Performed by the University of Michigan Chamber choir. Conducted by Jerry Blackstone.


Esencia (2017)

For sinfonietta

In Spanish there are two verbs for the English verb “to be”, one is ser (to be) and the other one is estar (to be). The difference between the two is the quality of permanence: estar is a transitory state, an accidental element of being, while ser is permanent, ex. I am (ser) a human being, I am (estar) tired. The Spanish word esencia (essence) is descriptive of the ser verb form, the true nature of‎‎‎‎‏‏‎ ‎‏‏‎‎‏anything, not accidental or illusory (Merriam-Webster).
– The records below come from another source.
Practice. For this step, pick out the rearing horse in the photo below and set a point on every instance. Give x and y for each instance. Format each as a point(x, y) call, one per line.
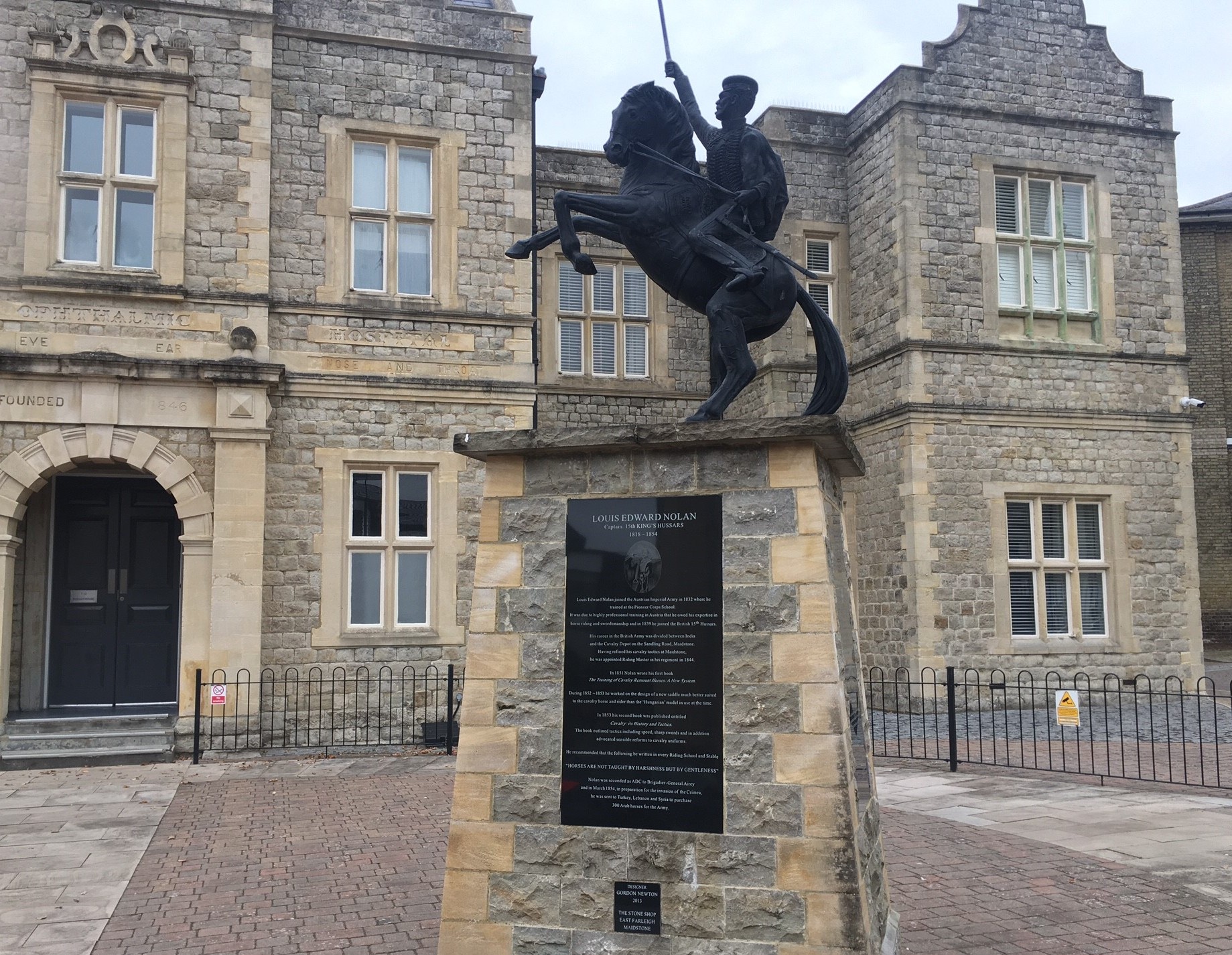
point(657, 206)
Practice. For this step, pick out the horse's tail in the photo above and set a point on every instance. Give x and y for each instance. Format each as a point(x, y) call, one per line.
point(832, 375)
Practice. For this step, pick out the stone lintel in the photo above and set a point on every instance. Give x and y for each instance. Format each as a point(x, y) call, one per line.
point(827, 433)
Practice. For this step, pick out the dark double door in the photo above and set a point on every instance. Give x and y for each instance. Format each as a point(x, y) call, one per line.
point(115, 610)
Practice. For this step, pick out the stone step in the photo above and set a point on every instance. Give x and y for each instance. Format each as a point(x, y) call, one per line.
point(96, 755)
point(38, 739)
point(157, 737)
point(88, 727)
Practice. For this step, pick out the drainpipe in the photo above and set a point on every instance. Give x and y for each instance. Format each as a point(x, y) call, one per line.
point(539, 80)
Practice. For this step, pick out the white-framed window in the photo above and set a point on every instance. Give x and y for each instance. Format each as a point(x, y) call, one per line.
point(392, 217)
point(390, 542)
point(819, 259)
point(1045, 252)
point(107, 184)
point(1058, 570)
point(603, 324)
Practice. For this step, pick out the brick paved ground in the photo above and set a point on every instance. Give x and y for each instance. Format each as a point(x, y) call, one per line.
point(291, 858)
point(963, 890)
point(292, 865)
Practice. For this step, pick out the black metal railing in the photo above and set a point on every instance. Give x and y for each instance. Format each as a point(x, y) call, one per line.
point(320, 711)
point(1127, 729)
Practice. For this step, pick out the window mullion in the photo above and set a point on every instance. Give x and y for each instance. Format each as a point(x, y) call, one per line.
point(392, 221)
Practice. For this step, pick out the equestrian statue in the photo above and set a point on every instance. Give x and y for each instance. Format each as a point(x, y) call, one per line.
point(705, 240)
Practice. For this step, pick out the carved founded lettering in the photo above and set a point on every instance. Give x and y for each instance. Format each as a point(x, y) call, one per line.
point(391, 338)
point(32, 400)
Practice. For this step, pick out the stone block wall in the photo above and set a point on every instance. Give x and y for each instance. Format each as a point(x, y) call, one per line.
point(797, 868)
point(1207, 250)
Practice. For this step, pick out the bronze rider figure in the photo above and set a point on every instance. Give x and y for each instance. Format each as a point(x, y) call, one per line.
point(740, 159)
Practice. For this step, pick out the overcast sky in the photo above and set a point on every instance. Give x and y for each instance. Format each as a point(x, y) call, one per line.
point(829, 54)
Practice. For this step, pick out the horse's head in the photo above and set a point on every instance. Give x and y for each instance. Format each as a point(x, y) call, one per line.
point(651, 116)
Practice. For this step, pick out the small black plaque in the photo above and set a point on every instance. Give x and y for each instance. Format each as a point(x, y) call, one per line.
point(637, 909)
point(643, 664)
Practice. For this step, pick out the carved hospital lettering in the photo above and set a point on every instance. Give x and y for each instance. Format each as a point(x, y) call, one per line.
point(391, 338)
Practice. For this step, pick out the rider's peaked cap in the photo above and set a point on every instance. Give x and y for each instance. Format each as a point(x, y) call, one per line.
point(741, 83)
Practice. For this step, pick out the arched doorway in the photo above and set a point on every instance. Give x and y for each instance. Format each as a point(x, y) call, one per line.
point(31, 478)
point(114, 592)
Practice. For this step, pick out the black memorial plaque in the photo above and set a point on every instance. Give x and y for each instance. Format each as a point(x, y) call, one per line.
point(643, 664)
point(637, 909)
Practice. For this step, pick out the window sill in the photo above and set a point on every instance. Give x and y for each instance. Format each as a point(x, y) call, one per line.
point(94, 280)
point(1061, 645)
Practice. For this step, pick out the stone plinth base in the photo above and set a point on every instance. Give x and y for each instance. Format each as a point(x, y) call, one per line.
point(797, 869)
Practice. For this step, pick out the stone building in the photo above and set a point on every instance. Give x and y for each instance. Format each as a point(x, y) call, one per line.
point(252, 286)
point(1207, 253)
point(996, 236)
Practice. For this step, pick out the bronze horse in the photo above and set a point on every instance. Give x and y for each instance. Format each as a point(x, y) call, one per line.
point(657, 205)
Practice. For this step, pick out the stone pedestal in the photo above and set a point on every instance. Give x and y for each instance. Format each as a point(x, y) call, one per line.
point(797, 869)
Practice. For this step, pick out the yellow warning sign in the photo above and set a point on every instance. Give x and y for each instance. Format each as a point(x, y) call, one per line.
point(1067, 709)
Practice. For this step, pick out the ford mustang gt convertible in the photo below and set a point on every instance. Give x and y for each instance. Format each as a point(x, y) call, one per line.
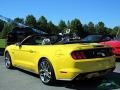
point(54, 59)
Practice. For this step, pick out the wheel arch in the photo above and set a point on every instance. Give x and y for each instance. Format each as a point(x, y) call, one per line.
point(48, 61)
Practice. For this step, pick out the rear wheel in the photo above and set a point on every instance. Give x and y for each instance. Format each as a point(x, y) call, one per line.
point(8, 63)
point(46, 72)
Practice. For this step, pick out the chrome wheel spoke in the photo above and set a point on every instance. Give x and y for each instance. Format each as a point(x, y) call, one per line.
point(45, 71)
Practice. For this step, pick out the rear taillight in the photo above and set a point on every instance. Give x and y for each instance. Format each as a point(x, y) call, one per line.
point(78, 55)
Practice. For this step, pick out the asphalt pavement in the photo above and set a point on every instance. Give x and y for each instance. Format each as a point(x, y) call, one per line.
point(18, 79)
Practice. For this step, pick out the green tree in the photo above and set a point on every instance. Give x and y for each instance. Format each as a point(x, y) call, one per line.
point(42, 24)
point(1, 25)
point(76, 27)
point(7, 28)
point(19, 20)
point(91, 28)
point(115, 31)
point(51, 28)
point(100, 28)
point(30, 21)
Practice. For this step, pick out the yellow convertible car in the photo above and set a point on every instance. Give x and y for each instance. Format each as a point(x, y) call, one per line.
point(54, 58)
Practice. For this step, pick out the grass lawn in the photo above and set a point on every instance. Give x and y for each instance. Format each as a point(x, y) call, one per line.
point(2, 43)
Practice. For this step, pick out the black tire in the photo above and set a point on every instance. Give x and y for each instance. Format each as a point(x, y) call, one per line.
point(46, 72)
point(8, 62)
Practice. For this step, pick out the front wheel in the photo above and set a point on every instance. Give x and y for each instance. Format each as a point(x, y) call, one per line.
point(8, 63)
point(46, 72)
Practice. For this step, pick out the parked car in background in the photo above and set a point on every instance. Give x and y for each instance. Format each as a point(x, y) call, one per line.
point(107, 40)
point(115, 44)
point(53, 59)
point(96, 38)
point(17, 34)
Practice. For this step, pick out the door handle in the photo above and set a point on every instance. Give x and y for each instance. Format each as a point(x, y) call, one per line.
point(31, 51)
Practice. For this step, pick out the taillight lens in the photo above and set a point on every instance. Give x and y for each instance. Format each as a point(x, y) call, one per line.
point(78, 55)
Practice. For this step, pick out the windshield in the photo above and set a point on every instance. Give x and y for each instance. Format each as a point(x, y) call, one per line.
point(92, 38)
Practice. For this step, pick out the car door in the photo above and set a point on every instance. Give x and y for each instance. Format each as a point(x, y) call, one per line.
point(25, 54)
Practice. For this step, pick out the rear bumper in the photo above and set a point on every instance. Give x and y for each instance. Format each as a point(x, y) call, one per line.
point(87, 69)
point(93, 74)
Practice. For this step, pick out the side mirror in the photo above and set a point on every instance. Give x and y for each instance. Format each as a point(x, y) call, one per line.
point(18, 44)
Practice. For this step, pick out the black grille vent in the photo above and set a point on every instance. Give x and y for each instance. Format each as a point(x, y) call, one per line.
point(98, 53)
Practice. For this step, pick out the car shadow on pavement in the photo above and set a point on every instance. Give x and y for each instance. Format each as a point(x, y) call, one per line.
point(90, 84)
point(109, 82)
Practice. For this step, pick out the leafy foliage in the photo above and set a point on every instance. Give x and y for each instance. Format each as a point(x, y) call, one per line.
point(75, 26)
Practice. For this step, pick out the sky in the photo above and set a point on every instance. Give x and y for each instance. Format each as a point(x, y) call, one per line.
point(106, 11)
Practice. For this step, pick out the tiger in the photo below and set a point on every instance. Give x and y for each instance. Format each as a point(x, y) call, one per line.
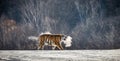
point(53, 40)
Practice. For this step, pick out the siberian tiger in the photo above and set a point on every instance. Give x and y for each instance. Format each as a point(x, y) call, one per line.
point(53, 40)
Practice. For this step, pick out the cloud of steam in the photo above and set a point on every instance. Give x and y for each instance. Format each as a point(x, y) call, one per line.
point(68, 41)
point(47, 32)
point(36, 38)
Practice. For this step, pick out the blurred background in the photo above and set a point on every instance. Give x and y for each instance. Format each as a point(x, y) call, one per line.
point(93, 24)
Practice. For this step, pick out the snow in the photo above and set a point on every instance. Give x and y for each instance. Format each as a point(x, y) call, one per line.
point(59, 55)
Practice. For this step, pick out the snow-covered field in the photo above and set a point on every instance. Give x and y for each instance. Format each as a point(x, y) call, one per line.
point(60, 55)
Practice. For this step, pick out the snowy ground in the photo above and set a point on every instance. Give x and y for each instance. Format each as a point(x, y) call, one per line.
point(57, 55)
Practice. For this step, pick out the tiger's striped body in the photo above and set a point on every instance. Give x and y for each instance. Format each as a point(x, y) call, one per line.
point(53, 40)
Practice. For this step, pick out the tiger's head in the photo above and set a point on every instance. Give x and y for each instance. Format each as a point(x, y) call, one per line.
point(67, 40)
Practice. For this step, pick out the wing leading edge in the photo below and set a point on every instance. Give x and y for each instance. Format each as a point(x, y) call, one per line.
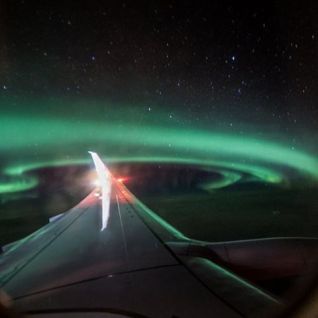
point(71, 264)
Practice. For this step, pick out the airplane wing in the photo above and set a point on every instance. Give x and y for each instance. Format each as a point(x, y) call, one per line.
point(110, 256)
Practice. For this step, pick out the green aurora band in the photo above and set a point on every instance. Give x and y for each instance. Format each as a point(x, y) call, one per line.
point(35, 138)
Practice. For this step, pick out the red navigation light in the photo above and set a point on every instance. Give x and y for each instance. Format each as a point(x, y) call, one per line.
point(121, 179)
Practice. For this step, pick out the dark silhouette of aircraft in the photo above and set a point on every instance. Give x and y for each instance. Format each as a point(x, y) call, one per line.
point(111, 256)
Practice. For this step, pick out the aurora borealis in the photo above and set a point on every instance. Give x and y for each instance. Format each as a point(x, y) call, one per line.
point(228, 90)
point(231, 155)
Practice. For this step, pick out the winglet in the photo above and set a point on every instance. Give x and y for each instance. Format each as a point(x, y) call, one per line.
point(104, 178)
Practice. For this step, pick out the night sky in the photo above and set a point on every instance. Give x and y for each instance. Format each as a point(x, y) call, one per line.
point(230, 86)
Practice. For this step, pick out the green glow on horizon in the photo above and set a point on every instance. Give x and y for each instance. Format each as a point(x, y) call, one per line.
point(122, 140)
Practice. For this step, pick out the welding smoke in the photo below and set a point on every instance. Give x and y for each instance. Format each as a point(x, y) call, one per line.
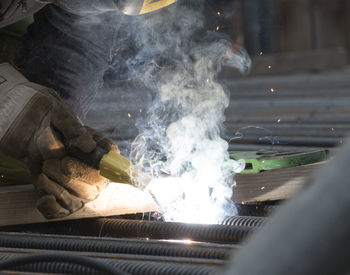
point(179, 145)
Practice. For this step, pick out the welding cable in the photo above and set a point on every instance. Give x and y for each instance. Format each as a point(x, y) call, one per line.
point(244, 221)
point(167, 230)
point(116, 246)
point(73, 259)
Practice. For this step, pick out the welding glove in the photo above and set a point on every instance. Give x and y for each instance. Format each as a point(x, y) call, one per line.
point(34, 121)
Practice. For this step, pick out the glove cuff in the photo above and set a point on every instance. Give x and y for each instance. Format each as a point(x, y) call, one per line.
point(13, 96)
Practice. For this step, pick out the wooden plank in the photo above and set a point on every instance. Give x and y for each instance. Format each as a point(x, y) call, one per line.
point(273, 185)
point(17, 204)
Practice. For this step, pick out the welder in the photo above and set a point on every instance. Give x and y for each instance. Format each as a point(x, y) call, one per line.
point(67, 51)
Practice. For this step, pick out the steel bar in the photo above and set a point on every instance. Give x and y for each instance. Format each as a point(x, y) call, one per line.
point(244, 221)
point(130, 267)
point(118, 257)
point(165, 230)
point(118, 228)
point(111, 245)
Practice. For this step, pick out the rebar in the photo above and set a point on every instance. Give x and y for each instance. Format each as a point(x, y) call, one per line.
point(118, 246)
point(244, 221)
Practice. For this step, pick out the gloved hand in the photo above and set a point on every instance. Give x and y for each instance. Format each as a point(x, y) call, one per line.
point(34, 121)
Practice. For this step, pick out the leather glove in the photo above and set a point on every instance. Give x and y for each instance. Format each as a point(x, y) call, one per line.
point(34, 121)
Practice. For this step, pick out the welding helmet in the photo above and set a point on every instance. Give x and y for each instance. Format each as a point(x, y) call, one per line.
point(135, 7)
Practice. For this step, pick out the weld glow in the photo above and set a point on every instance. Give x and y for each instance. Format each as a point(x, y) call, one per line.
point(181, 134)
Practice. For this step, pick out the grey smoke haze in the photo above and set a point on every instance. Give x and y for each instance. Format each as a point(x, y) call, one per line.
point(178, 61)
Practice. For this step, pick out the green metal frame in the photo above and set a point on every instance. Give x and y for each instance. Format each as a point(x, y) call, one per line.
point(259, 161)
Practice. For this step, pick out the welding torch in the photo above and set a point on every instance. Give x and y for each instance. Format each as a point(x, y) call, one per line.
point(112, 165)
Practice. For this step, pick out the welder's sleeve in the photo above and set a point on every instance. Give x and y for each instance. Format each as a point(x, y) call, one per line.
point(37, 127)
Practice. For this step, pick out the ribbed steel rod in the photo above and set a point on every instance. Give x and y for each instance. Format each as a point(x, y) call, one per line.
point(109, 245)
point(118, 257)
point(244, 221)
point(135, 268)
point(166, 230)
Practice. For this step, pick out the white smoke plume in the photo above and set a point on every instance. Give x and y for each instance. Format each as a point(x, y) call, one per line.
point(179, 145)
I find myself thinking about this a lot in times of change. Living in another country demands an immense effort for adaptation, in which one of the dangers -and almost unavoidable stage- is the feeling of losing oneself. Being at a distance with all the elements that made me myself: my culture, my family, my mother language, made me value all the small-things, those moments, places, persons that have now became lucid memories that I jealously treasure. And, aren’t we all just memories? Those instants that we choose to keep at the surface, and even the ones that remain deep inside, hidden, they shape our being, our feelings, our responses; they become our essence.